Je courus vendre ſes diamans ; j’en fis une ſomme aſſez forte. Je volai à Chelſea ; en moins d’une heure tout ſe trouva arrangé : muni du contrat paſſé au nom d’Aſtrea, je me rendis chez elle. Je vous peindrai difficilement ſon contentement à la vue de ce nouveau bienfait. Pendant huit jours elle ne ceſſa de m’en témoigner ſa vive reconnoiſſance ; jamais elle ne m’avoit ſemblé ſi ſéduiſante ; ma paſſion en augmenta de moitié. Dans cet intervalle, Lady Roſe-Tree accoucha d’une Fille ; mon cœur étoit trop rempli d’un autre objet pour s’occuper de ce qui n’y avoit pas rapport. Je négligeai totalement ma Femme ; elle ne s’en plaignit pas (ſa douceur étouffoit tout ce qui avoit l’air d’un reproche) ; mais il étoit aiſé de voir que ma froideur la chagrinoit beaucoup. Aſtrea, comme toutes les Filles de ſon état, n’en vouloit qu’à ma bourſe. Son libertinage effréné étoit ſi public, que tous les jours on offroit de me donner la preuve qu’elle me trompoit, mais il falloit pour me deſſiller les yeux, que je fuſſe moi-même témoin de ſon infidélité ; c’eſt ce qui m’arriva. Je voulus lui reprocher ſa perfidie : ſon effronterie me confondit. — Quel droit, me dit-elle, avez-vous ſur ma conduite ? je ne connois point de Maître chez moi ; ſortez dans l’inſtant & ne paroiſſez jamais devant mes yeux.
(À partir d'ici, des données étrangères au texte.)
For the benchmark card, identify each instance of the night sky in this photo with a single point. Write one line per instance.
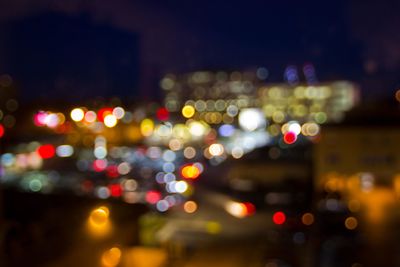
(82, 49)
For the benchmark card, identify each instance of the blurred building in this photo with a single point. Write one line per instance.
(220, 92)
(357, 165)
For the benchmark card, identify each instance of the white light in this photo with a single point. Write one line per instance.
(252, 119)
(216, 149)
(51, 120)
(118, 112)
(110, 120)
(295, 127)
(124, 168)
(90, 116)
(64, 151)
(77, 114)
(196, 128)
(181, 186)
(100, 152)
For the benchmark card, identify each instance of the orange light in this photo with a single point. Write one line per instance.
(111, 257)
(190, 172)
(190, 206)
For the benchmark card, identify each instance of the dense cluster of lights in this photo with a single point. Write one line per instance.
(228, 115)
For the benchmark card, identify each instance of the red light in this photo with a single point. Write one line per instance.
(46, 151)
(115, 190)
(99, 165)
(1, 130)
(279, 217)
(112, 171)
(250, 208)
(153, 197)
(162, 114)
(190, 171)
(39, 119)
(102, 113)
(289, 138)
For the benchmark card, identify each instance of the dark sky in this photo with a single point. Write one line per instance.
(121, 47)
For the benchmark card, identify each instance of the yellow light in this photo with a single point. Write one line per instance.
(236, 209)
(197, 128)
(190, 206)
(98, 223)
(213, 227)
(190, 172)
(77, 114)
(110, 120)
(188, 111)
(351, 223)
(111, 257)
(147, 127)
(100, 215)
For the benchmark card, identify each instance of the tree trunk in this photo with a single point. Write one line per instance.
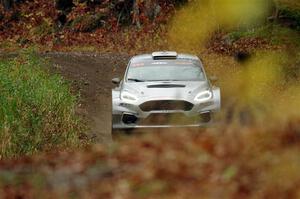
(7, 4)
(136, 14)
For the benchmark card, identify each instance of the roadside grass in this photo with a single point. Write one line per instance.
(275, 33)
(36, 108)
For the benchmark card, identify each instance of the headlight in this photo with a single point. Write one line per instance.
(126, 96)
(203, 96)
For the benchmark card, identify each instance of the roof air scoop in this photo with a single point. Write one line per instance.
(164, 55)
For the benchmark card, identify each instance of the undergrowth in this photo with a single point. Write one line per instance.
(36, 108)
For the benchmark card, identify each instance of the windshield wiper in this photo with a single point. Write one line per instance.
(136, 80)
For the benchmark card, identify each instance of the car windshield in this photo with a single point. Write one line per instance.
(165, 70)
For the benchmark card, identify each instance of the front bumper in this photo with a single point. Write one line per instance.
(162, 120)
(198, 116)
(131, 116)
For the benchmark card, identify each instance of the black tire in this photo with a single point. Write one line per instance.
(118, 134)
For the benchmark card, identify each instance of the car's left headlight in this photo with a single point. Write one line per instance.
(126, 96)
(203, 96)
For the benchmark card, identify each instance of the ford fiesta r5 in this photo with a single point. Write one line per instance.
(164, 89)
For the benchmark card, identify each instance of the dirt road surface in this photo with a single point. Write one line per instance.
(91, 74)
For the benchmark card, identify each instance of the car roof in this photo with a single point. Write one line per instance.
(145, 57)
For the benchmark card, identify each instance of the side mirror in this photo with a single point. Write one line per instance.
(116, 80)
(213, 79)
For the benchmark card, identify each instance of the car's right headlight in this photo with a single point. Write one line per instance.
(203, 96)
(126, 96)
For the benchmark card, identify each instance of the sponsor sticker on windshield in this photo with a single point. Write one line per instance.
(137, 64)
(159, 63)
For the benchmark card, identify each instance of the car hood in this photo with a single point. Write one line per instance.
(180, 90)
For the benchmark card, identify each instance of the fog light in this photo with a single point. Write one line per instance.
(129, 119)
(205, 117)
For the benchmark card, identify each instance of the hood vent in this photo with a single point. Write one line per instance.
(166, 86)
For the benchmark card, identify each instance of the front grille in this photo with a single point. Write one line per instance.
(159, 105)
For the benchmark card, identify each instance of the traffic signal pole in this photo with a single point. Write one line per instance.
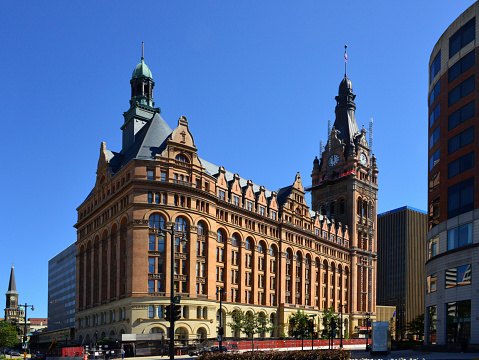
(172, 294)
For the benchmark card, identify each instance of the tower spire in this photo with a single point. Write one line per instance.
(345, 60)
(12, 287)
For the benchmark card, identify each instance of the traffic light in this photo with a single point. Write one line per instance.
(176, 312)
(168, 313)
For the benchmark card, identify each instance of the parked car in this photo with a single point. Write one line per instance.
(208, 349)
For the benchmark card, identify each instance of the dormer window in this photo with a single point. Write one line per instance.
(182, 158)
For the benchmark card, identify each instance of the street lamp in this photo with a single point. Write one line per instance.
(162, 234)
(26, 306)
(341, 341)
(221, 291)
(312, 330)
(367, 330)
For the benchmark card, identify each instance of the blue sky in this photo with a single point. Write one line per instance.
(256, 80)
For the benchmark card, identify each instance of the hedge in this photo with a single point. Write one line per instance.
(280, 355)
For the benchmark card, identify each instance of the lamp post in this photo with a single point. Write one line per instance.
(221, 291)
(162, 234)
(26, 306)
(341, 341)
(367, 330)
(312, 330)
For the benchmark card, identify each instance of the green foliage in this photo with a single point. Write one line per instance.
(8, 335)
(249, 323)
(416, 326)
(280, 355)
(330, 322)
(299, 324)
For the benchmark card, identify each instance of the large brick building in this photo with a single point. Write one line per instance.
(268, 250)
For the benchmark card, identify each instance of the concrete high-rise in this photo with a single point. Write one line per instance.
(452, 306)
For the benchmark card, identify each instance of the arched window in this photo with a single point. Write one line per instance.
(180, 224)
(182, 158)
(260, 247)
(221, 236)
(272, 251)
(156, 221)
(234, 240)
(201, 229)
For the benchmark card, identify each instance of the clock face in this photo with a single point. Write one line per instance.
(333, 160)
(363, 159)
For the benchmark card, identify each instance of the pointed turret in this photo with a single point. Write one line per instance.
(12, 287)
(141, 103)
(345, 110)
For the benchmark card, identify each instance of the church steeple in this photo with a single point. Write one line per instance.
(12, 286)
(141, 104)
(142, 84)
(12, 312)
(345, 121)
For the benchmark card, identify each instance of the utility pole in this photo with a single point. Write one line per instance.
(25, 338)
(172, 316)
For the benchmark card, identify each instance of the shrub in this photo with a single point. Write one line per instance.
(280, 355)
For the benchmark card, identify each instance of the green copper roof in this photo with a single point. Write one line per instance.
(142, 70)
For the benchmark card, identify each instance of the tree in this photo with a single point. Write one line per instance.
(416, 326)
(249, 323)
(8, 335)
(330, 323)
(299, 325)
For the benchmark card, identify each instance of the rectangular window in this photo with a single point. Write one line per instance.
(462, 37)
(435, 92)
(462, 65)
(434, 137)
(151, 243)
(461, 90)
(236, 200)
(460, 198)
(151, 265)
(459, 236)
(458, 276)
(150, 174)
(431, 283)
(432, 247)
(460, 140)
(461, 115)
(435, 67)
(221, 194)
(434, 159)
(435, 114)
(460, 165)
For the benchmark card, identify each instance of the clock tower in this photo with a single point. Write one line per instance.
(344, 188)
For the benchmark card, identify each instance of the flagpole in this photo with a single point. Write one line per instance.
(345, 60)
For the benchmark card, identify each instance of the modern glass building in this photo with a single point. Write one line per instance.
(401, 256)
(61, 289)
(451, 305)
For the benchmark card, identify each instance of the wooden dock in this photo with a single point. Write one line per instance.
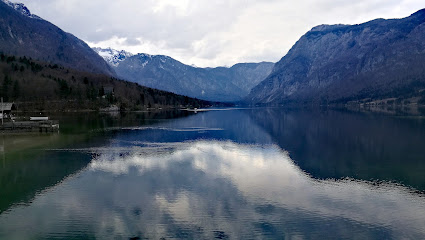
(30, 126)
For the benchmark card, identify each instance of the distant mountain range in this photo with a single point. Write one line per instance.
(342, 63)
(166, 73)
(25, 34)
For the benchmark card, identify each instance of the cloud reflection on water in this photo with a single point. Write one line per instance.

Foible à l’excès, ou pour mieux dire, abruti par ma paſſion, je tombai aux pieds d’Aſtrea ; je lui demandai pardon de mon emportement, je convins que j’avois tort de blâmer ſes actions ; ma grâce me fut enfin accordée, mais à condition que je n’oſerois de la vie lui faire des leçons : je m’en retournai content. Combien j’étois mépriſable ! ma mauvaiſe conduite devoit avoir une fin. C’eſt ici, mes Amis, dit en ſanglotant le Chevalier, c’eſt ici où j’ai beſoin de toute votre indulgence, vous allez frémir. Hélas ! vingt ans paſſés dans le repentir & la douleur, n’ont pu effacer le ſouvenir de cette affreuſe cataſtrophe. Prié d’une partie de campagne avec pluſieurs de mes Amis, nous nous livrâmes à la débauche ; je ne rentrai dans la Ville qu’à ſix heures du matin ; je vole chez Aſtrea, ſa Femme-de-Chambre me dit qu’elle avoit été enlevée la veille par un ordre ſupérieur, & me remit enſuite une Lettre à mon adreſſe qu’elle venoit de lui faire paſſer. Voici le contenu de ce déteſtable écrit.

Lettre de Miſs Astrea,
au Chevalier Rose-Tree.

„ Vengeance ! mon cher, vengeance ! ou ma haine éternelle. Je ſuis privée de la liberté peut-être pour toute ma vie : Ce complot (j’en ai la certitude) a été machiné par tous les Green poſſibles ; votre Femme eſt à la tête ; j’ai vu, j’ai reconnu ſon écriture. Vengeance encore une fois, ou vous êtes chaſſé à jamais du cœur de

Sophie Astrea.

Voilà l’aiguillon & l’excuſe de ma brutalité. Je cours chez moi ; j’entre chez ma Femme, elle m’attendoit tenant ma Fille dans ſes bras,[1]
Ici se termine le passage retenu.